Step 5: visualize convergence

import matplotlib.pyplot as plt

records   = result["records"]
obs_nums  = [r["obs"]              for r in records]
errors    = [r["position_error_m"] / 1e3 for r in records]
pos_stds  = [r["pos_std_km"]       for r in records]
ess_fracs = [r["ess_fraction"]     for r in records]

fig, axes = plt.subplots(1, 3, figsize=(14, 4))
axes[0].semilogy(obs_nums, errors, "b-o")
axes[0].set_xlabel("Observation"); axes[0].set_ylabel("Position error (km)")
axes[0].set_title("Convergence: position error"); axes[0].grid(True, alpha=0.3)

axes[1].semilogy(obs_nums, pos_stds, "r-o")
axes[1].set_xlabel("Observation"); axes[1].set_ylabel("Mean pos std (km)")
axes[1].set_title("Uncertainty reduction"); axes[1].grid(True, alpha=0.3)

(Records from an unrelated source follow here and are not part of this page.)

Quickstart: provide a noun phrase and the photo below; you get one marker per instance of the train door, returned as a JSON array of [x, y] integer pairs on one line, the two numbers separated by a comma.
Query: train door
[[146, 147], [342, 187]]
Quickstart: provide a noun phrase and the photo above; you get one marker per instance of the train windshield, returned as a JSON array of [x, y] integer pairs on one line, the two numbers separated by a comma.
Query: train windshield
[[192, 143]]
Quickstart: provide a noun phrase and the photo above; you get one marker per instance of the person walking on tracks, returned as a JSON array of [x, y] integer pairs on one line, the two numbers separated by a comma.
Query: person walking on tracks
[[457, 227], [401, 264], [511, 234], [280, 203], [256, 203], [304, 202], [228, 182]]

axes[2].plot(obs_nums, ess_fracs, "g-o")
axes[2].set_ylim([0, 1])
axes[2].axhline(0.5, color="k", linestyle="--", alpha=0.5, label="50% ESS threshold")
axes[2].set_xlabel("Observation"); axes[2].set_ylabel("ESS / N")
axes[2].set_title("Effective sample size fraction")
axes[2].legend(); axes[2].grid(True, alpha=0.3)

plt.tight_layout()
plt.savefig("particle_filter_convergence.png", dpi=150)
plt.show()

What to observe

  1. Error decreases with each observation: after 3–4 observations the position error should drop below 50 km; after 6–8, below 5 km.

  2. ESS stays healthy: ESS should remain above 30% of N. If it drops lower, your roughening is insufficient.

  3. Uncertainty ellipsoid shrinks asymmetrically: along-track uncertainty (velocity direction) stays larger than cross-track because RA/Dec measurements are primarily sensitive to angular position. Check the diagonal of the covariance matrix to confirm.

  4. Stress test: increase process_noise_std to 5.0 to inject large unmodeled accelerations. Observe how quickly the filter degrades and whether deprivation handling recovers the track.

  5. Observation gap experiment: skip observation 4. How much does position error grow during the gap? How quickly does the filter re-converge?